Your voice is white noise.

Instead of fighting fire with fire, try some ice. Try using a quiet voice.

Lowering your voice can have the powerful desired effect of getting your students’ attention. When you speak quietly, it gives students the impression that you’re sharing a secret, something important that you don’t want everyone to hear. It’s captivating. And sometimes you’ll get that ripple effect of a hush descending over the classroom.

And students are hanging on your every word.

When you deliver instructions in a calm voice, you project that you are in control; that you have a handle on your own emotions and the situation.

Now, even if you don’t get this full-blown magical effect that I’ve just described, the difference you might notice is that students come to match your quiet energy when you lower your voice.
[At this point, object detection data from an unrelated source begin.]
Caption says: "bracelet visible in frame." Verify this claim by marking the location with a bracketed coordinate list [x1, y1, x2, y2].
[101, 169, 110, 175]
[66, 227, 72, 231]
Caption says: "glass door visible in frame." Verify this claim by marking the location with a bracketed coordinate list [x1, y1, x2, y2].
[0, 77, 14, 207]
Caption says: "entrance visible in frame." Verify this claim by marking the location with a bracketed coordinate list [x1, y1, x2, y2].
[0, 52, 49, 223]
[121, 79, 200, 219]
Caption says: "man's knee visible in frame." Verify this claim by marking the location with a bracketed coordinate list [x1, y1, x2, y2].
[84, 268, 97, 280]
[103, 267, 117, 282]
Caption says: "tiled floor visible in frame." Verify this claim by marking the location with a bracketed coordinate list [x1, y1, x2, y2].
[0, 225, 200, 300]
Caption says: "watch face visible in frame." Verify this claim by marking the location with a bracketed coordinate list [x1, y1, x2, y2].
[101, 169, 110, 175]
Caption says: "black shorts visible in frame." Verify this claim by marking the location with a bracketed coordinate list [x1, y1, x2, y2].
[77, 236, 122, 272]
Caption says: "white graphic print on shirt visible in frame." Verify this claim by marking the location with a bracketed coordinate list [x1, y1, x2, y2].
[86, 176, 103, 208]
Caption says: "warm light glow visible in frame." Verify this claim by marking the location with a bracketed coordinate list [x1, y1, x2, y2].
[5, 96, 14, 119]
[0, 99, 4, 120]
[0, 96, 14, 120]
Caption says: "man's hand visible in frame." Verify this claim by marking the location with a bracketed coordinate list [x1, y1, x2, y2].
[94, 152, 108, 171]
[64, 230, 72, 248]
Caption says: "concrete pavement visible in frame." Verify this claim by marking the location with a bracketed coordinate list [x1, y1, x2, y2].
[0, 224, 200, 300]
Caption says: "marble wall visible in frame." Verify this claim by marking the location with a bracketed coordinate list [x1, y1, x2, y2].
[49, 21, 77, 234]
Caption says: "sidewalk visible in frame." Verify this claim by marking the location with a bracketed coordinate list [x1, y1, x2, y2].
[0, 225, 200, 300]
The wild, noisy energy of shouting to get their attention is replaced with an aura of control, patience and focus.

We see this matching of energy in our daily lives; when we get greeted with a smile and unbounded enthusiasm, we are more likely to relax and engage in a positive way; when we’re snappy and irritable, we’re likely to get a similar response back; when we walk into a library with nothing but the sounds of pages turning and brains ticking, it’s pretty likely we’ll follow suit.

You know the old saying ‘What you put out is what you get back’.

As a teacher, YOU have the power to set the tone of your classroom. If you’re running around in a flap or shouting from your reclined desk chair, are you creating calmness or chaos? What will your students mirror back at you?

Picture yourself back in that shouting battle that I described at the start of this piece. Now ask yourself:

What am I projecting?

And, what would I like to see back?

I’ll leave it to you to make those two pictures match.